Syndicated from Smart Data Collective
This session was a panel discussion on the cross-industry challenges and solutions in predictive analytics. Panel sessions are tough to blog so here are some highlights.
- More and more analysts are having to do their own extract, transform, load work to access databases so having modeling tools that handle this, rather than requiring IT to do it, is helpful.
- It’s really important to match how people work to how they can work with predictive models – incorporate the predictive scores into decisions they already make. Use them to prioritize or assign, for instance, to start with.
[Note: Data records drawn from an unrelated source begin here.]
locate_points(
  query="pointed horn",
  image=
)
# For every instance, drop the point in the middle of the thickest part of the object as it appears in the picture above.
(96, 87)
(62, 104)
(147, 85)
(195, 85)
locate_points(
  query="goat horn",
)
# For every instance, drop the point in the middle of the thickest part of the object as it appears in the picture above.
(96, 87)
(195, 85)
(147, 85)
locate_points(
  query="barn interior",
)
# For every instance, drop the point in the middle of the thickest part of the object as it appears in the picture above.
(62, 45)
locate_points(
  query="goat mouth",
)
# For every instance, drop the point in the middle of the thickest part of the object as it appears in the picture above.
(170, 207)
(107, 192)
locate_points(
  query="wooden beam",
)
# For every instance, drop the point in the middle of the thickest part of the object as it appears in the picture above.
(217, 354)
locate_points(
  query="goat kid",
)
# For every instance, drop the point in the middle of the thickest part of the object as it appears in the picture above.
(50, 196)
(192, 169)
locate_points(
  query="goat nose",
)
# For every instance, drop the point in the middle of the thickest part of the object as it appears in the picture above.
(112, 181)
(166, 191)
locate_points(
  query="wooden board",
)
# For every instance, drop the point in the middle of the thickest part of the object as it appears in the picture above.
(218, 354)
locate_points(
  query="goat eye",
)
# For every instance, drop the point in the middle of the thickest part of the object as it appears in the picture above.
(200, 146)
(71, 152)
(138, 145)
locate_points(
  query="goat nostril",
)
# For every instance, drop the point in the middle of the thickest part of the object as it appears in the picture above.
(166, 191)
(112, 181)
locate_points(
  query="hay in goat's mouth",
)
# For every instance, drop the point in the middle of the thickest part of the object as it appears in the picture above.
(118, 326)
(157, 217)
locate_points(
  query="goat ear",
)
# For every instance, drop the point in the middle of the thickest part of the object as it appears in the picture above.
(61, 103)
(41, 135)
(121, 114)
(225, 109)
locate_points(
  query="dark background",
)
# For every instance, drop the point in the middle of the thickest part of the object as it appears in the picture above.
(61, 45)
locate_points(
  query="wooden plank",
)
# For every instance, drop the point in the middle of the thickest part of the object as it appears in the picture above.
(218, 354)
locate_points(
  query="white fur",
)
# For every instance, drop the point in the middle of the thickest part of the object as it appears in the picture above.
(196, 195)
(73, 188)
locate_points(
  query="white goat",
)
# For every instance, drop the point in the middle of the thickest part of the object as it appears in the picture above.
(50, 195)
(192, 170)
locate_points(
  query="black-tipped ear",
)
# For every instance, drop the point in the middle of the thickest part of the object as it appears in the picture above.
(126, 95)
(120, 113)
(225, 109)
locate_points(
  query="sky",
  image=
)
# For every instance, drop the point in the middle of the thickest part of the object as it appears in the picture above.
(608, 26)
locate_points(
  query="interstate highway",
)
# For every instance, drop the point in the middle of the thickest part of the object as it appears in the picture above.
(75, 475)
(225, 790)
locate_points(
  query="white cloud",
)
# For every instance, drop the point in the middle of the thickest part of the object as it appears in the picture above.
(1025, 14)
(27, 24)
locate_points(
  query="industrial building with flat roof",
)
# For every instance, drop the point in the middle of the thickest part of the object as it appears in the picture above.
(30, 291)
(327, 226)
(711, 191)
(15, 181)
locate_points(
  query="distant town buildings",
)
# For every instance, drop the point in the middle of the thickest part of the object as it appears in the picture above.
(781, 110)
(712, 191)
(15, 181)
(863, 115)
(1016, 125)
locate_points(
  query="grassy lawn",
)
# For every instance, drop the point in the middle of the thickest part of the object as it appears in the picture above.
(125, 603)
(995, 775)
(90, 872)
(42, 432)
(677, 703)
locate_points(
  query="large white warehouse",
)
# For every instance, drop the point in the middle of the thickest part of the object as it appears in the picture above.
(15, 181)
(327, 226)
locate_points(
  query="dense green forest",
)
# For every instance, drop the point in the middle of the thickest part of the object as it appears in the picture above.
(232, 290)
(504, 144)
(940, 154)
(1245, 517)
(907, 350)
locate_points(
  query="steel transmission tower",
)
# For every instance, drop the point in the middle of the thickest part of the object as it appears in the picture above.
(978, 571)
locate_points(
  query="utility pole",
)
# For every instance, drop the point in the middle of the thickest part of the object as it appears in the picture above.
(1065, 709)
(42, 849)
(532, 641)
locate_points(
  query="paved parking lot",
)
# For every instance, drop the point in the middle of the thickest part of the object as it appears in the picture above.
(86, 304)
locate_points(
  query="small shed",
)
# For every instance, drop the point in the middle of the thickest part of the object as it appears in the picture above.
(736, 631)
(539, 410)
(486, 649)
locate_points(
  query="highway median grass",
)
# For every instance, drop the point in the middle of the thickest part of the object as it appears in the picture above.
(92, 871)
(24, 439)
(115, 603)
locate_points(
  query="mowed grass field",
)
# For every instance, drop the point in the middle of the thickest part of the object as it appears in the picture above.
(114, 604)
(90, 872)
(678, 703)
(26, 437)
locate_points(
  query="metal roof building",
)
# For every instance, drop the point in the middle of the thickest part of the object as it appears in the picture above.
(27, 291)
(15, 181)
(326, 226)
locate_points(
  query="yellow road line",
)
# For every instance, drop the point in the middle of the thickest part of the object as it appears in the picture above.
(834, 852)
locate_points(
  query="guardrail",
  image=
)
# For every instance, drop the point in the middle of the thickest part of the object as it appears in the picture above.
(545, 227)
- Experience in one industry, like credit card fraud, may not play well in another industry and techniques used as well as the way success is described/reported must vary appropriately.
- Never underestimate the problems in data or the value of cleaning it up before modeling. Clean, valid data is hugely valuable and doing a good job of linking and matching records is particularly important.
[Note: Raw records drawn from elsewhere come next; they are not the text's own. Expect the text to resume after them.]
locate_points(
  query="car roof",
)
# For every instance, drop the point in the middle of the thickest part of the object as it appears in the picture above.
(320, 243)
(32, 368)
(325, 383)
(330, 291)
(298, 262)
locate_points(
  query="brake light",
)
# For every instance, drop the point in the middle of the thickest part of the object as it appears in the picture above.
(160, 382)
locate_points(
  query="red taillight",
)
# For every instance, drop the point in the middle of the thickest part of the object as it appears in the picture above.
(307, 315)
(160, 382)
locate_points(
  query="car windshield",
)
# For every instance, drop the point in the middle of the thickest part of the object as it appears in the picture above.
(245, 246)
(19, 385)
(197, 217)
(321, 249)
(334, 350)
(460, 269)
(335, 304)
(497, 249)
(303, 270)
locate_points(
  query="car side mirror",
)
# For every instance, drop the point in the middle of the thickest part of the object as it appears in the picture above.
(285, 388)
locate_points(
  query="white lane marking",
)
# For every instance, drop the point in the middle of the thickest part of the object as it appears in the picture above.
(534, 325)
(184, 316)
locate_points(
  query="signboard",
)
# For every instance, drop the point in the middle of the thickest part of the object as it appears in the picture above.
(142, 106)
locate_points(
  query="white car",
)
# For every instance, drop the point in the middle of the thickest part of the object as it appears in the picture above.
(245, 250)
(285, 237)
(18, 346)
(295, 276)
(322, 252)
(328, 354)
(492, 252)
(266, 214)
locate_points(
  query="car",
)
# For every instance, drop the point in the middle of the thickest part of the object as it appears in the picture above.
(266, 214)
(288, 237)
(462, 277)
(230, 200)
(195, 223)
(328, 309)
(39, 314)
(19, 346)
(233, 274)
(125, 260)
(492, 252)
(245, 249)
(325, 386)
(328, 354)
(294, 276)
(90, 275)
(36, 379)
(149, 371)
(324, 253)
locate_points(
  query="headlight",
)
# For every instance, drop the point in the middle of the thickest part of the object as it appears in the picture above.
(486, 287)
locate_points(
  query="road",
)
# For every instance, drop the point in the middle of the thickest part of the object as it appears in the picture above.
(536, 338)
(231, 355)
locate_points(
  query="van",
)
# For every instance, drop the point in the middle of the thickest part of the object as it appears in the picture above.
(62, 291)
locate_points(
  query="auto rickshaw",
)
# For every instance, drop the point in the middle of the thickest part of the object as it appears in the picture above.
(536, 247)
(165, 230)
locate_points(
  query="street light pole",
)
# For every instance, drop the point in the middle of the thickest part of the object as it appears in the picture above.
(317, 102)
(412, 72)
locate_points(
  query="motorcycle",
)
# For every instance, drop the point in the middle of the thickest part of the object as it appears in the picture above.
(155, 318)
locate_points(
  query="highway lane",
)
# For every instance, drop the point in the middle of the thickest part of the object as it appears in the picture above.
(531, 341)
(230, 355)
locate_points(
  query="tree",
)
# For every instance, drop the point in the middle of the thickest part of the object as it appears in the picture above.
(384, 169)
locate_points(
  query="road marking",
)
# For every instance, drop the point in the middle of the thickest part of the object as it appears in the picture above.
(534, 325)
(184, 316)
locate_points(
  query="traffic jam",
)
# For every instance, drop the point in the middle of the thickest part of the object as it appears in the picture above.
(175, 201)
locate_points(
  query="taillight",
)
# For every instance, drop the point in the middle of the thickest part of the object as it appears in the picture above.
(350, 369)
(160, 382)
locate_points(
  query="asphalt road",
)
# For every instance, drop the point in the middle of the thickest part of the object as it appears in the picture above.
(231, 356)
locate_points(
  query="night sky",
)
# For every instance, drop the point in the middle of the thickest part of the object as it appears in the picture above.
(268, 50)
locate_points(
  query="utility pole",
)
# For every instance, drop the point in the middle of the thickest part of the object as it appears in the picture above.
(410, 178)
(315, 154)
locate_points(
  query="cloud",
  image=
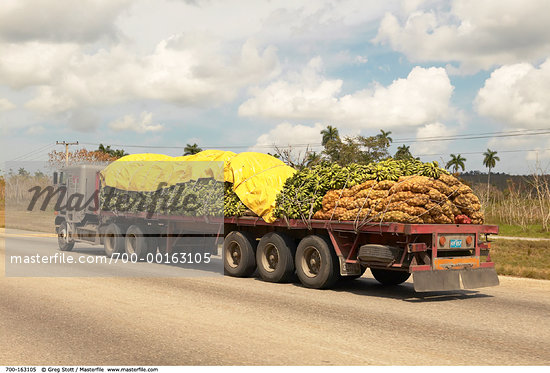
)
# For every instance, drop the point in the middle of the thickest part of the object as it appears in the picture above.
(186, 71)
(436, 129)
(59, 20)
(422, 97)
(476, 34)
(6, 105)
(140, 125)
(517, 95)
(285, 134)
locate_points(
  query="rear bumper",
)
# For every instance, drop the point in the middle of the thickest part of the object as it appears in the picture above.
(455, 279)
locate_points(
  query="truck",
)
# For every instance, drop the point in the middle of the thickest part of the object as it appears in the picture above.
(318, 252)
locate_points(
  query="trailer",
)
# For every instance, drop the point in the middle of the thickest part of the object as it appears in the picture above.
(318, 252)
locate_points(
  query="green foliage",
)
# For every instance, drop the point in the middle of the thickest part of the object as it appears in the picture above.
(456, 162)
(191, 149)
(116, 153)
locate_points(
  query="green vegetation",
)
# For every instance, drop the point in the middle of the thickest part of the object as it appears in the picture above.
(522, 258)
(530, 230)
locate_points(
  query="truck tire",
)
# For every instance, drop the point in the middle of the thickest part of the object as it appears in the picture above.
(63, 240)
(239, 258)
(388, 277)
(113, 241)
(275, 257)
(136, 242)
(316, 263)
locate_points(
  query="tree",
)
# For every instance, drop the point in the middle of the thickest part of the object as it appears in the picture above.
(313, 158)
(490, 160)
(117, 153)
(456, 162)
(191, 149)
(22, 172)
(403, 153)
(385, 137)
(57, 158)
(330, 134)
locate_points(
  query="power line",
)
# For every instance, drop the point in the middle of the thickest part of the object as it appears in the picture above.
(515, 133)
(32, 152)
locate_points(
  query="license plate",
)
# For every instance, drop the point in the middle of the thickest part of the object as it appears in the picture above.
(455, 243)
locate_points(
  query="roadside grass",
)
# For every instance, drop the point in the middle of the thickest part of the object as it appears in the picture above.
(522, 258)
(531, 230)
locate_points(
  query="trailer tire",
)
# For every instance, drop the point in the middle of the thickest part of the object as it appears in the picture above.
(136, 242)
(388, 277)
(113, 241)
(239, 257)
(63, 240)
(316, 262)
(275, 257)
(354, 277)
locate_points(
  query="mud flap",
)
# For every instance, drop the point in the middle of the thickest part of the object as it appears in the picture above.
(450, 279)
(479, 278)
(436, 280)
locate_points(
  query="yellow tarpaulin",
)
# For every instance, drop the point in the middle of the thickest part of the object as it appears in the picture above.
(257, 177)
(257, 180)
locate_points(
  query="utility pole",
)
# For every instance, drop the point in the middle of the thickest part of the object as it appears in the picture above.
(66, 149)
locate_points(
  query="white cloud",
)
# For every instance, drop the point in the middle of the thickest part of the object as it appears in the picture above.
(287, 134)
(186, 70)
(436, 129)
(34, 63)
(6, 105)
(476, 34)
(517, 95)
(140, 125)
(422, 97)
(59, 20)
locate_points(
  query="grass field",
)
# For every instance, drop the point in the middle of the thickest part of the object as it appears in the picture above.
(531, 230)
(522, 258)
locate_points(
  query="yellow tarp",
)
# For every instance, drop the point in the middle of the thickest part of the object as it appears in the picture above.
(257, 177)
(257, 180)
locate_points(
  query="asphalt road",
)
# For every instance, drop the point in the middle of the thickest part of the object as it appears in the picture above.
(234, 321)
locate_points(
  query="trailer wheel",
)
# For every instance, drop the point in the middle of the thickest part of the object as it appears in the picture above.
(239, 259)
(113, 241)
(387, 277)
(317, 266)
(354, 277)
(275, 257)
(63, 240)
(136, 242)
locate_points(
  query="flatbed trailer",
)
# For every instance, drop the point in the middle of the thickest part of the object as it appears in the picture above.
(318, 252)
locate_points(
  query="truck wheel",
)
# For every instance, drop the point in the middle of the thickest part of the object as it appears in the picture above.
(387, 277)
(136, 242)
(239, 259)
(63, 239)
(275, 257)
(113, 241)
(317, 266)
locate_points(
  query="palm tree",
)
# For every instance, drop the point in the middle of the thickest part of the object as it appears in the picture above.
(385, 137)
(490, 161)
(403, 152)
(456, 162)
(330, 134)
(191, 149)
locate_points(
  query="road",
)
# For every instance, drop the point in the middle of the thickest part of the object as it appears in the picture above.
(234, 321)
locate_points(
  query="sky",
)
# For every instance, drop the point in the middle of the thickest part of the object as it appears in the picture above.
(152, 76)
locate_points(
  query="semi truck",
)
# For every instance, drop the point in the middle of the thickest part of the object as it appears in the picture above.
(318, 252)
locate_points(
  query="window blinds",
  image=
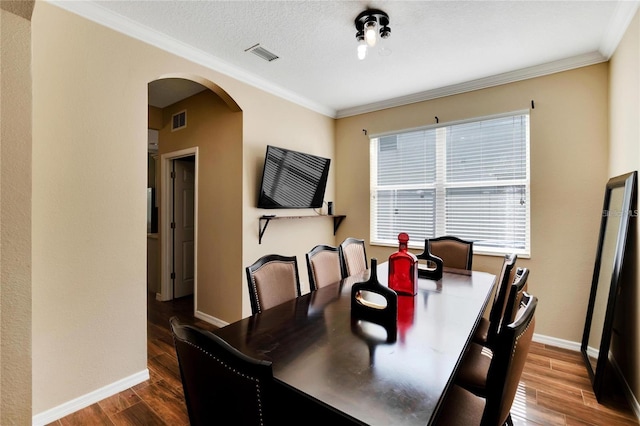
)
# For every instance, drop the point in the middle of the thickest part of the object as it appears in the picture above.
(468, 179)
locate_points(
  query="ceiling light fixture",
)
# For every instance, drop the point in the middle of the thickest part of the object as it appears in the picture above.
(369, 24)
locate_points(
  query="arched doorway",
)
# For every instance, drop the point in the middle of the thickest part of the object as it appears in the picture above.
(201, 104)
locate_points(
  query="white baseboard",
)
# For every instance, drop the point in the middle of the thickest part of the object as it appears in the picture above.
(211, 320)
(84, 401)
(558, 343)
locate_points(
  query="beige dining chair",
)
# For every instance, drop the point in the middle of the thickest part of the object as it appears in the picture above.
(324, 266)
(273, 279)
(455, 252)
(462, 407)
(488, 327)
(354, 256)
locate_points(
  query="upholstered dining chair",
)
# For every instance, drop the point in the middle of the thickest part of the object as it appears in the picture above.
(272, 279)
(474, 368)
(488, 327)
(354, 256)
(455, 252)
(463, 408)
(220, 382)
(324, 265)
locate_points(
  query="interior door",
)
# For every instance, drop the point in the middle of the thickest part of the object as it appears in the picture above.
(183, 220)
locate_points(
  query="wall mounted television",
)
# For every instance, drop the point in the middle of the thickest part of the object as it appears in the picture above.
(292, 180)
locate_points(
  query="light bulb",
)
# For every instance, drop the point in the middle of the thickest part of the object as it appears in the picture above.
(362, 50)
(370, 33)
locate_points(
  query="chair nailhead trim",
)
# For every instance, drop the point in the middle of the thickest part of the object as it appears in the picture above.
(233, 370)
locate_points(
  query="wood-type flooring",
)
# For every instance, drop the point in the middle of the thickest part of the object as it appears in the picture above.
(554, 389)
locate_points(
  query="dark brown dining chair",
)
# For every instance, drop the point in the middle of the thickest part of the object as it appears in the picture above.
(474, 368)
(354, 256)
(324, 265)
(463, 408)
(273, 279)
(488, 327)
(220, 382)
(455, 252)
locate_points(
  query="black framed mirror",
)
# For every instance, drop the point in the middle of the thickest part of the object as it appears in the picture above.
(616, 213)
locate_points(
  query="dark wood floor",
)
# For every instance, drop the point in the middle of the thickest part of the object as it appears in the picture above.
(554, 390)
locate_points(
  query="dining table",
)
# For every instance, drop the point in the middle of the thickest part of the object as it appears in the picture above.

- Can be an over-focus on algorithm selection when simple, structured, disciplined techniques will often work as well. Not only that but the hunt for new techniques causes problems with overfitting and with lack of validation rigor.
- Outliers and extreme events can really throw off measures – if a large outlier is predicted well then it can make the model look more predictive than it really is.
- Essential to challenge your assumptions. Don’t get caught out by a single failed assumption.
- Putting models to work – putting them into decisions – requires organizational change and management to make sure people aren’t threatened by it and understand what to do it. Essential to wrap business rules around the models and make it work in a business context.
- Always be suspicious of any model you build – challenge it, disprove it, try and uncover problems. Why, why, why.
- Implicit assumptions can be tough to find and most are found when a test fails. When a test fails therefore, figure out why as there could be a bad assumption in there that caused the failure.